Par la suite, une équipe de développement s’est greffée à eux. «Notre premier bureau était situé chez Marc-André, dans un de ses salons, avec les serveurs installés au sous-sol. Puis, nous avons loué une copropriété convertie en bureau dans le quartier Saint-Henri alors que nous étions huit personnes. Finalement, il y a trois ans, nous avons déménagé ici, sur Saint-Laurent, et l’équipe a rapidement compté 18 personnes.»

S’il est usuel aujourd’hui de parler de fintech, c’était autre chose en 2012-2013, rappelle Francis Wenzel. «Trouver du financement était extrêmement difficile au Québec. C’était tout un défi de convaincre un investisseur que le développement en cours avait de la valeur et que nous pourrions en faire un produit ou une solution qui perdurerait.»
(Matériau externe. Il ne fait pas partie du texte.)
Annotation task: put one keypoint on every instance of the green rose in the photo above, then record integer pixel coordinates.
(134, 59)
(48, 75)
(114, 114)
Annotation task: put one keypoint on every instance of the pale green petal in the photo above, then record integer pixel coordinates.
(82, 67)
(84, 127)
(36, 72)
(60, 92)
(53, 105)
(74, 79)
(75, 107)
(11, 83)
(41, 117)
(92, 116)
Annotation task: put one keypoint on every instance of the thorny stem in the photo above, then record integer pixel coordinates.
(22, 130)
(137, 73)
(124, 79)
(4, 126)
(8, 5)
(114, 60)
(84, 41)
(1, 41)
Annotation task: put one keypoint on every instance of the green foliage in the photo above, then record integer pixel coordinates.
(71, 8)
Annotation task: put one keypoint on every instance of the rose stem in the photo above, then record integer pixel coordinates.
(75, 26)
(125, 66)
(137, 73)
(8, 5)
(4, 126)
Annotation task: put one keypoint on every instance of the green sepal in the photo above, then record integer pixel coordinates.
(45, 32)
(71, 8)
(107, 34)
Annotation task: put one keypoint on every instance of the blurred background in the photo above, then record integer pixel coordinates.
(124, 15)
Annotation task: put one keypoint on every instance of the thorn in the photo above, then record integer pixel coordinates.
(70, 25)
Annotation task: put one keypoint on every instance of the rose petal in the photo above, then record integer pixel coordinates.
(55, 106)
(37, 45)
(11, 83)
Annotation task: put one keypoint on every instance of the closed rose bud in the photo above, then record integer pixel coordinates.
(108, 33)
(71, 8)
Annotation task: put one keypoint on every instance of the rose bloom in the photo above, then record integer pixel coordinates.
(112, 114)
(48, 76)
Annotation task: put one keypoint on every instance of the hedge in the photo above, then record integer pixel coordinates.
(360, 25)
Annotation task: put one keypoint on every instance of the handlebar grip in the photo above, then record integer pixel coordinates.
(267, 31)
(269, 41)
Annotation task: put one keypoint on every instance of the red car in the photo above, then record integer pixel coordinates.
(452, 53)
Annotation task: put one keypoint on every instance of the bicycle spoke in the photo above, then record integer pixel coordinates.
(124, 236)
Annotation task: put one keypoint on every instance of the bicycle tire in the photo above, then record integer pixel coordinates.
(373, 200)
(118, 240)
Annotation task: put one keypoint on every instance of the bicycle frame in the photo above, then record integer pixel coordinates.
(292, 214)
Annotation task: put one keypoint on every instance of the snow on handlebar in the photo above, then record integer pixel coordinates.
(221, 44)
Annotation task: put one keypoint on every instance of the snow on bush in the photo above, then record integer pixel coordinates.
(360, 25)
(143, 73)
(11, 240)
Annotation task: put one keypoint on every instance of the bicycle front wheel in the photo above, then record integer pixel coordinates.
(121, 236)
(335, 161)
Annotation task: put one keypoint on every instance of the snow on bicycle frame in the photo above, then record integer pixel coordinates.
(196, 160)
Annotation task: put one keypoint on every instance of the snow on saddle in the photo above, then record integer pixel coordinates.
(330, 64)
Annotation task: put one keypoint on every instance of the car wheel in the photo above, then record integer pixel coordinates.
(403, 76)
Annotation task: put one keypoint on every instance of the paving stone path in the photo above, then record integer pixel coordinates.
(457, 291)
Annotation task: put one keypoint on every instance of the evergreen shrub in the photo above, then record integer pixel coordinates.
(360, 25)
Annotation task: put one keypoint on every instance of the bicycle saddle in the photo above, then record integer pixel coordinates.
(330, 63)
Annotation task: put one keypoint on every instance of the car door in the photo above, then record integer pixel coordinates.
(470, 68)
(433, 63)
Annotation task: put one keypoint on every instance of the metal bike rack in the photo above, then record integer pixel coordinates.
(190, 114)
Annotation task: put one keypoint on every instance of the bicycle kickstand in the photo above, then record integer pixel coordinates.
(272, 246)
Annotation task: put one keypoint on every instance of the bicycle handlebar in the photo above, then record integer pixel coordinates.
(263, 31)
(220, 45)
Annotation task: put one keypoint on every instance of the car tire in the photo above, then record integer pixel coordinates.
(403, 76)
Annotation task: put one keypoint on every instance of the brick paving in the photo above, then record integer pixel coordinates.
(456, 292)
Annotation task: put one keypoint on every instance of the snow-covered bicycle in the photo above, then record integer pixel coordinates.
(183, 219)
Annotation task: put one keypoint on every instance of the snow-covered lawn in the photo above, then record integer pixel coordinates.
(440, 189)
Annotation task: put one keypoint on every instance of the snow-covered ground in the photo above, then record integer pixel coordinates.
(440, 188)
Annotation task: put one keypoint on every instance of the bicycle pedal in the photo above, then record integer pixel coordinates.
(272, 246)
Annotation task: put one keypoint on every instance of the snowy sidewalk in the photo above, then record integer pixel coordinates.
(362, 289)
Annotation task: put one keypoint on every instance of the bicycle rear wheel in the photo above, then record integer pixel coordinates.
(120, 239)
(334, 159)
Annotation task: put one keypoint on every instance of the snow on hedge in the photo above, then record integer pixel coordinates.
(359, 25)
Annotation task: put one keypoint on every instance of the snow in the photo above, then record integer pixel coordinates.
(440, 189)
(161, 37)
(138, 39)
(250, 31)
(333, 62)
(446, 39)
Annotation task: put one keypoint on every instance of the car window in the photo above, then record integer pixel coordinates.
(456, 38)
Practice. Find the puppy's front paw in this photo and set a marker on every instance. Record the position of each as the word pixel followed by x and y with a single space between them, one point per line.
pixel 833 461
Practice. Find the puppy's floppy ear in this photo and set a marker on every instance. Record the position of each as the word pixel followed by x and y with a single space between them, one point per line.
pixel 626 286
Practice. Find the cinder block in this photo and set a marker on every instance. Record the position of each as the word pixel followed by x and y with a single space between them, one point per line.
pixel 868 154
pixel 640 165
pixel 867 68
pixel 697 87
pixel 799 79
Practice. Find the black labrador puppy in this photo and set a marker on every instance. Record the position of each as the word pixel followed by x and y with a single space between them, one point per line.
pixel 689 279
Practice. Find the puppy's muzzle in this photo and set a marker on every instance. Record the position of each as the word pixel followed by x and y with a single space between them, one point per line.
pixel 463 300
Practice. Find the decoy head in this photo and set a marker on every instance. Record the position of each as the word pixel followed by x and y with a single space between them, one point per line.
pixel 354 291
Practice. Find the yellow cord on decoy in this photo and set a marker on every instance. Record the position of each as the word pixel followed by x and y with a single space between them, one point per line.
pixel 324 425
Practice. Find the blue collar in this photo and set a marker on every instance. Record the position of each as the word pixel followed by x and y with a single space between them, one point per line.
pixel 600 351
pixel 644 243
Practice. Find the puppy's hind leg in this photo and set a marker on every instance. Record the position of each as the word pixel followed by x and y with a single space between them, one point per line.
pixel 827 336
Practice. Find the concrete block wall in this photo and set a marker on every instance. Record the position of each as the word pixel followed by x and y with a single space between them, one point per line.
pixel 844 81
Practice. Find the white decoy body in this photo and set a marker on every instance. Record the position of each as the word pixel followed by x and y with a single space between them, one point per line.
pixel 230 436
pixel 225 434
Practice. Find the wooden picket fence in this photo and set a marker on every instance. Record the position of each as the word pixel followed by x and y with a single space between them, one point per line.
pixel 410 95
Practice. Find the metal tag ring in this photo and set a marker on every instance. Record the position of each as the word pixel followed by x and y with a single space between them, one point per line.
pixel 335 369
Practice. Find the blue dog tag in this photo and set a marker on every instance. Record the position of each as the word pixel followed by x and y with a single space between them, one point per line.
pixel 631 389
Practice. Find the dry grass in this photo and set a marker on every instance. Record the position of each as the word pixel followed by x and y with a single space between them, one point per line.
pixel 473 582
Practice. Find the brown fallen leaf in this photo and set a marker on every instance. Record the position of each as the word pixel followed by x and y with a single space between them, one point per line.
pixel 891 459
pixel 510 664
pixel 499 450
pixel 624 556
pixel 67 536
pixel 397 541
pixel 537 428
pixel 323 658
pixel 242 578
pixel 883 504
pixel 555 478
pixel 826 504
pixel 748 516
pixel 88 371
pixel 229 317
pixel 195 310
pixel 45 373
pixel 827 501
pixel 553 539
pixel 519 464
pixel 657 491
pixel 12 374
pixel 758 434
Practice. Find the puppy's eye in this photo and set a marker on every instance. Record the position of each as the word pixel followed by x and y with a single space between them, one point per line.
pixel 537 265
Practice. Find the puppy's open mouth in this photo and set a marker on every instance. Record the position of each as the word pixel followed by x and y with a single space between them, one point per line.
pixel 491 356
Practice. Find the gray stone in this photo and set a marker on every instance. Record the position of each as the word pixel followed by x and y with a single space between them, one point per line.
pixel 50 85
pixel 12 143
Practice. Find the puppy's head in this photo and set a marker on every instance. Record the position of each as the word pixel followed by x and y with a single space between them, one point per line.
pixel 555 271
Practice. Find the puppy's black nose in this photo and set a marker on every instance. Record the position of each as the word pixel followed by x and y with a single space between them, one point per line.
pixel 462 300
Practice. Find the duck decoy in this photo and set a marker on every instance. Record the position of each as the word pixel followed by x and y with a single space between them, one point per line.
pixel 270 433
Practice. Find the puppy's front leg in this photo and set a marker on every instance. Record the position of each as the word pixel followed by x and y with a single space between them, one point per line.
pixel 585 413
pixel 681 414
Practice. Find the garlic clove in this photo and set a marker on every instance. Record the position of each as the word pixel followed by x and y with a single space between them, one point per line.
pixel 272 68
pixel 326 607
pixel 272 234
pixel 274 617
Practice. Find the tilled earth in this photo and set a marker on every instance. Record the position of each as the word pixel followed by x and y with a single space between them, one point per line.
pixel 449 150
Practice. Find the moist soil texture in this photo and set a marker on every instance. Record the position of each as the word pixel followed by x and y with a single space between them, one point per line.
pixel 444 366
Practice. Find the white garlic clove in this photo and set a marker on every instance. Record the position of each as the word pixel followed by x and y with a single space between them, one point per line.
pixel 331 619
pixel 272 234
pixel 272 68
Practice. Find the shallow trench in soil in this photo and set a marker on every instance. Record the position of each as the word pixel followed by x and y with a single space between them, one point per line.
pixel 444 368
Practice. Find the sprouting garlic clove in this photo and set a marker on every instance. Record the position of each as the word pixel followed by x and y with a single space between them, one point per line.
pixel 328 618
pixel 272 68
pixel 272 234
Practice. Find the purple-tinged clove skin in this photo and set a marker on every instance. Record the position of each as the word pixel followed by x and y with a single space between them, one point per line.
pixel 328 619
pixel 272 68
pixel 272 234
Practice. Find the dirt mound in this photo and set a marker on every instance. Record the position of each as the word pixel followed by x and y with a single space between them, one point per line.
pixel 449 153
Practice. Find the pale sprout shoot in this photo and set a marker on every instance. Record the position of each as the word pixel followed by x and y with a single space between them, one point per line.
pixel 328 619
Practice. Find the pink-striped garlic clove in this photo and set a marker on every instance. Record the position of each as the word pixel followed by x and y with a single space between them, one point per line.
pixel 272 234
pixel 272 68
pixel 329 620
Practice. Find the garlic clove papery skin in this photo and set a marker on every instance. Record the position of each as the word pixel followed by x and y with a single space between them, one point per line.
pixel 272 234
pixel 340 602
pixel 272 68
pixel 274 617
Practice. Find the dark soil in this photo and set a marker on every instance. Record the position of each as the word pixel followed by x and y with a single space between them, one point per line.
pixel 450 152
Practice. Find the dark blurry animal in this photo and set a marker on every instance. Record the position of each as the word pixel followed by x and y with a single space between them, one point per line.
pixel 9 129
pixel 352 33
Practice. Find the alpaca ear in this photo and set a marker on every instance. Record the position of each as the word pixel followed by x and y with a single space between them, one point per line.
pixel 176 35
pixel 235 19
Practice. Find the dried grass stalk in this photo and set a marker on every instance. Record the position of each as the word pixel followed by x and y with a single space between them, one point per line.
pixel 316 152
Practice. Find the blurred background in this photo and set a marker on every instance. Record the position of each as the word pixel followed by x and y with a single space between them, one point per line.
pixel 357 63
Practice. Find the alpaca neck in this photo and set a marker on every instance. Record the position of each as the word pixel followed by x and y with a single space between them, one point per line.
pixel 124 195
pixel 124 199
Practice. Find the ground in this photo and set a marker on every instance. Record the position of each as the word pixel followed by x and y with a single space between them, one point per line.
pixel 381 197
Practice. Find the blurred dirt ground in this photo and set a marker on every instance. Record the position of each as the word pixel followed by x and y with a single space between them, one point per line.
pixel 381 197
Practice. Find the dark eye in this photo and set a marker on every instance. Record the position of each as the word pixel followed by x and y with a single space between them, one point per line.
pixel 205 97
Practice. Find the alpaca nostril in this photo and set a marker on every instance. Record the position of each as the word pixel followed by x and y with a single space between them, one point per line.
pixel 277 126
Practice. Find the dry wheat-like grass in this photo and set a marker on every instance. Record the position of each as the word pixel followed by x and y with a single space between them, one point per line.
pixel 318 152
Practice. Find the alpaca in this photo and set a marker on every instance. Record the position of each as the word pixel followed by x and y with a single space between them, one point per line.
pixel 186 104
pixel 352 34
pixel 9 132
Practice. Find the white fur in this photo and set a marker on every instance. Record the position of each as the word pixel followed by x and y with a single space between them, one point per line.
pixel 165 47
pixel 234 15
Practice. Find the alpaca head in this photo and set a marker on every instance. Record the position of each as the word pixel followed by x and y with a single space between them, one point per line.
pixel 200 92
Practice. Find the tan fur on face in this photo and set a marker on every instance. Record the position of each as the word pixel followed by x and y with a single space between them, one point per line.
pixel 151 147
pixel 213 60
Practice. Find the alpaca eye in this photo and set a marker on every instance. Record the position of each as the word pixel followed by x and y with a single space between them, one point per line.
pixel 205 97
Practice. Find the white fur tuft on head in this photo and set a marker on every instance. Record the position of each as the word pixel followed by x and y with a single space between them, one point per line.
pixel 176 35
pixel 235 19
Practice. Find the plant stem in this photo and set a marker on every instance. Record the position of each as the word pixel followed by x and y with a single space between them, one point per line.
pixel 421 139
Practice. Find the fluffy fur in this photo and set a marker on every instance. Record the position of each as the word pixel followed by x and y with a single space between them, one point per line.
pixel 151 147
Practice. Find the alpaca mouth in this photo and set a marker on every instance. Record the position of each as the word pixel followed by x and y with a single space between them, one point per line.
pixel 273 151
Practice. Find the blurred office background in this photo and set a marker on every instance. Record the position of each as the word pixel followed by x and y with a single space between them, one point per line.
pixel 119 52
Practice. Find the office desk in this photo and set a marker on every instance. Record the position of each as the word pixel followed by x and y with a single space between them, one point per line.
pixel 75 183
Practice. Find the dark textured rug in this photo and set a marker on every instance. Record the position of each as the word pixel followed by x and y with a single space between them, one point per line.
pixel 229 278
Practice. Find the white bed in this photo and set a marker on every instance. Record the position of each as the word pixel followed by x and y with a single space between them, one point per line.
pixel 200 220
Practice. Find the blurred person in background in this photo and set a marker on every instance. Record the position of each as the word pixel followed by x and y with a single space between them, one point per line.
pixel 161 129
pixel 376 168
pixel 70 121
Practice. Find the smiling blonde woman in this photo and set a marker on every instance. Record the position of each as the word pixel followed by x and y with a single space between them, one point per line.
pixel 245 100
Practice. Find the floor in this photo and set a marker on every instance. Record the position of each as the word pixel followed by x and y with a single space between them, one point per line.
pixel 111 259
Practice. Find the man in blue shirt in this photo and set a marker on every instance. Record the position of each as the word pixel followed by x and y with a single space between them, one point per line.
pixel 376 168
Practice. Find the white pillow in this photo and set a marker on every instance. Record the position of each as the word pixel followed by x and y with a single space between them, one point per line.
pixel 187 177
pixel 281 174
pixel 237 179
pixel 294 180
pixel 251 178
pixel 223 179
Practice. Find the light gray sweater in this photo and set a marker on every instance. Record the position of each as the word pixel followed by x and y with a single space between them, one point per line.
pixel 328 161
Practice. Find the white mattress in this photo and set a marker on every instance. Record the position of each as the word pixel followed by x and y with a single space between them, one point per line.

Aujourd’hui, le défi consiste surtout à maintenir un équilibre entre les ressources consacrées au développement technologique et celles allouées au développement de la clientèle, estime Francis Wenzel. «Si nos ventes sont trop importantes, comme le produit doit être adapté pour chacun des clients, nous serons incapables de livrer. En contrepartie, si nous avons trop de développeurs, mais pas suffisamment de vendeurs pour assurer la croissance, nous ne pourrons plus avancer. C’est pourquoi il faut être capable de croître tout en équilibrant nos ressources, car nous voulons que nos clients soient contents.»

Les projets ne manquent d’ailleurs pas pour nourrir le développement de la firme. «TickSmith règle un problème qui à la base est extrêmement fondamental : comment rendre facilement utilisables de très grandes quantités d’information. Nous le faisons dans le marché des capitaux et de la Bourse, parce que nous le connaissons bien, que le besoin est criant et que les institutions financières ont de l’argent et sont prêtes à innover plus rapidement que d’autres», résume Francis Wenzel.

Actuellement, ajoute-t-il, TickSmith a pour objectif de se faire connaître et de régler le plus de problèmes pour le plus grand nombre possible de firmes dans ce secteur. «Toutefois, le même type de problème s’applique en assurance, en télécom, et nous allons tôt ou tard nous tourner aussi vers ces secteurs.»